Sunday, Aug 18, 2013 at 15:27
here you go, just what the doctor ordered, 474 acres for $160k in good old SA near Truro ,so you're not even remote

http://www.realestate.com.au/property-lifestyle-sa-truro-7566435
AnswerID: 516629

Reply By: Echucan Bob - Sunday, Aug 18, 2013 at 16:18

Sunday, Aug 18, 2013 at 16:18
Jane,

I had a property adjoining a national park in NSW, the idea being to help extend a wooded corridor through to the coast. I found that I was unable to spend the time needed for basic upkeep. But it was great to visit.

What I do, however, is contribute to Bush Heritage Australia who buy up marginal properties and rehabilitate them by destocking and feral eradication. They are able to afford big enough properties to make a worthwhile change. They are similar to the Australian Wildlife Conservancy mentioned above.

There are properties all over Australia, and they continue to acquire them. They plan to own 1% of Australia by 2025! I have visited several - contributors are always welcomed. I am visiting Naree to the north west of Bourke NSW in a couple of weeks.

I donate a fixed amount every month, but you can make bequests. I annoy friends and relatives (who mostly have everything they need already) by giving them trees, or a few hundred acres of bush instead of crap presents for Xmas, birthdays etc.

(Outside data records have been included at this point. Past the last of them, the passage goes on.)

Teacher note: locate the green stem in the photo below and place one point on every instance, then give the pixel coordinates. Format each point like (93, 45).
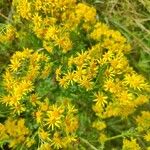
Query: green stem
(88, 144)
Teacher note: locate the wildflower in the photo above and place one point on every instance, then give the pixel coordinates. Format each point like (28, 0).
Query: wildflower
(44, 135)
(57, 142)
(100, 99)
(143, 121)
(54, 117)
(130, 145)
(99, 125)
(135, 81)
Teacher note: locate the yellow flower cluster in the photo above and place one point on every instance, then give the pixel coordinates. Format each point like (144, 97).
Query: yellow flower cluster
(130, 145)
(20, 76)
(7, 33)
(9, 133)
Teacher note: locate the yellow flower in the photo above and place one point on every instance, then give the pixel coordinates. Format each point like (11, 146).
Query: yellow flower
(57, 142)
(99, 125)
(44, 135)
(143, 121)
(100, 99)
(147, 137)
(54, 117)
(135, 81)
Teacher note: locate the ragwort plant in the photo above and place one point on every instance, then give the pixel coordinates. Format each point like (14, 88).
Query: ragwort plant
(70, 86)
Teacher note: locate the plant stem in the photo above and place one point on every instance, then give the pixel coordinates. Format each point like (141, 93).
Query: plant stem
(87, 143)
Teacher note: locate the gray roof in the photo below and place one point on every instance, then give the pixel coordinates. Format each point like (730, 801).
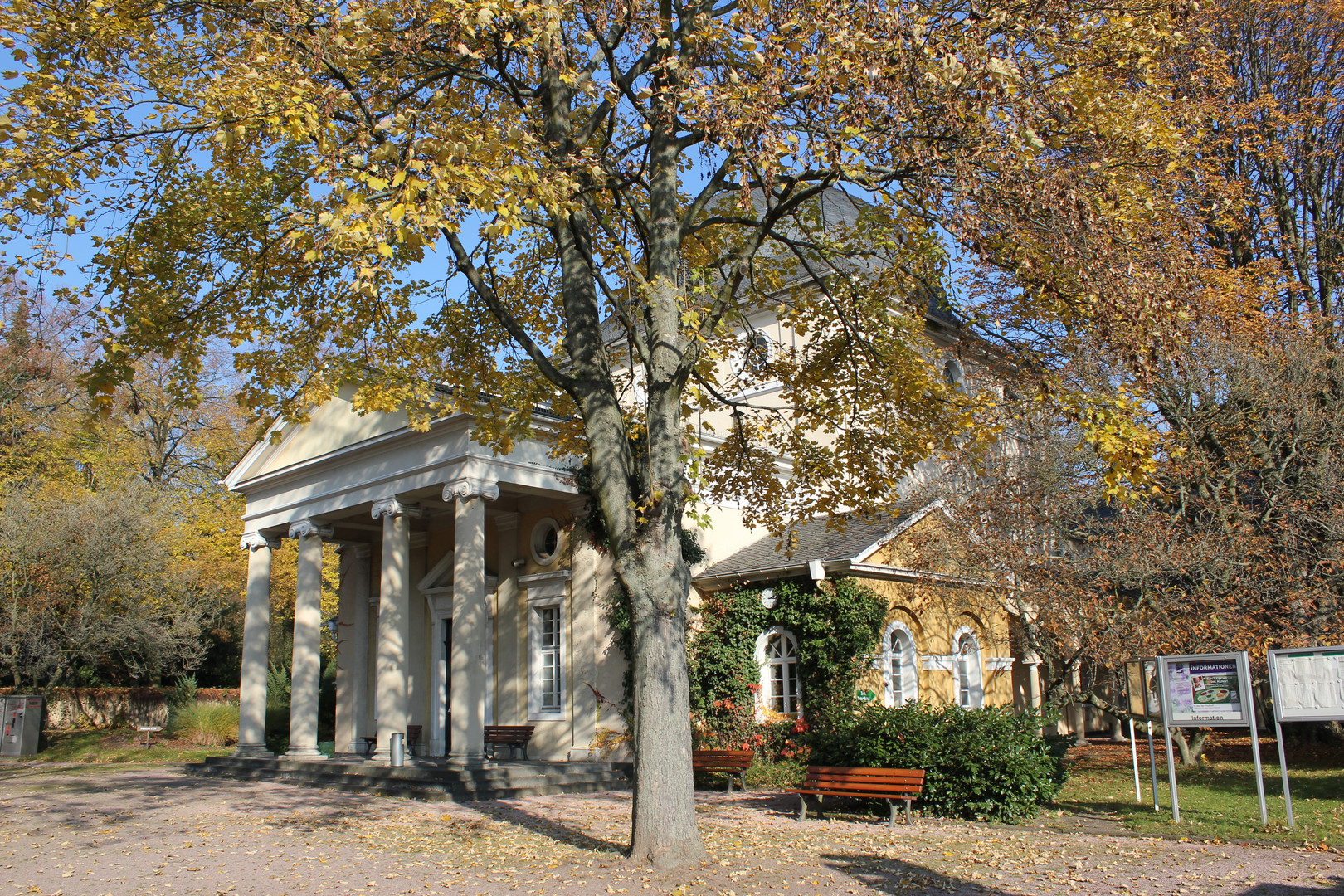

If you love deserts then you will love Cravens Peak and Ethabuka on the eastern edge of the Simpson. You'll see things there that you'll never forget.

Bob
AnswerID: 516631

Follow Up By: Jane Brittain - Sunday, Aug 18, 2013 at 21:42

Sunday, Aug 18, 2013 at 21:42
Wicket I'm afraid remote is what I like, Truro is way too tame. I live in TennantCreek BTW. Still don't know what is wrong with a few pets properly fenced off. Echucan Bob Naree sounds good, I'm interested in that whole central region. I would love to go to the Simpson.